Bab 4. Perjanjian?

Pagi menyingsing, Aruna terbangun lebih dulu, Ia beranjak menghiraukan pakaiannya yang tak beraturan di lantai akibat ulah Aryan semalam. Ia tak menyangka jika hal yang Ia hindari akan terjadi. Namun apalah daya, Ia tak bisa menolak karena itu akan membuatnya menjadi istri durhaka. Mengesampingkan hal tersebut, Aruna bersikap seolah acuh meski sudah bermadu kasih bersama Aryan yang sama-sama tak peduli terhadapnya. Jelas mereka melakukannya tanpa perasaan.

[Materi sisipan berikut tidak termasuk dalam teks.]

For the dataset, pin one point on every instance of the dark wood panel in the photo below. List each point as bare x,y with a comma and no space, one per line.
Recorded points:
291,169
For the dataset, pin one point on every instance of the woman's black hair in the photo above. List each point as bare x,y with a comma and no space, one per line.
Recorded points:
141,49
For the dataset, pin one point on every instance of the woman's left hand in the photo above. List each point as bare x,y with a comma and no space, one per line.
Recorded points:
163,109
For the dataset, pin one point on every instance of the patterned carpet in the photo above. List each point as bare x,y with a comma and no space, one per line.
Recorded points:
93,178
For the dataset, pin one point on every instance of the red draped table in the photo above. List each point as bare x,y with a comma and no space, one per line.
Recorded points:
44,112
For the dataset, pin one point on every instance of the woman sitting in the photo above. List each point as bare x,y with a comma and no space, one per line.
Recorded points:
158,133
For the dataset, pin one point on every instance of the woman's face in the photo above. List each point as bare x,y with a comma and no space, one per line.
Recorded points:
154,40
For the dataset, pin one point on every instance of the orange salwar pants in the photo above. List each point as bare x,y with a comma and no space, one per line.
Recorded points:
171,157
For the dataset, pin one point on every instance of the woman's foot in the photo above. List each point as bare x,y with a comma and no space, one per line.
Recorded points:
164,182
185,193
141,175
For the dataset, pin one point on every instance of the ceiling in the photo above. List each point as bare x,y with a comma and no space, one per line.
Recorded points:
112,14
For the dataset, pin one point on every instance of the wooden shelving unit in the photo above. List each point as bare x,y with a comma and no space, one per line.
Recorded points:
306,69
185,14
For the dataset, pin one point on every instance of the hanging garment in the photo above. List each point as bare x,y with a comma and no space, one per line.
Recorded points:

"Entah kenapa, rasanya aku tak ingin ada yang hadir diantara aku dan Mas Aryan." Batin Aruna seiring membasuh tubuhnya di bawah air shower. Air matanya tak bisa terbendung, Ia membiarkan kesedihannya meluap merasakan rasa sakit di tubuh dan ulu hatinya. Mengingat semalam Aryan membisikkan nama Gita di sepanjang kebersamaan mereka. Dadanya terasa nyeri, apa hanya dirinya yang bernasib demikian?

Aryan memijit dahinya ketika mengingat wajah Aruna semalam yang membuatnya menjadi candu. Bahkan saat ingin mengingat Gita, secara tiba-tiba hanya wajah Aruna saya yang muncul di benaknya. Ingin terheran, namun ini kenyataan.

"Harusnya aku tidak gegabah." Batinnya menghela nafas gusar.

Di tengah kegundahan Aryan, Ia terdiam ketika melihat Aruna yang baru saja keluar dari kamar mandi dengan jubah handuk yang membuatnya menelan saliva. Aryan cepat-cepat memalingkan wajah untuk menghindari pemandangan di depannya. Gegas Ia beranjak untuk membersihkan diri dan bersiap untuk berangkat bekerja.

...----------------...

"Bi... ada obat sakit kepala?" Tanya Aruna setelah Ia mengganti pakaian dan terlihat begitu rapi.

"Kebetulan habis Bu. Tapi kalau Ibu butuh, saya bisa belikan."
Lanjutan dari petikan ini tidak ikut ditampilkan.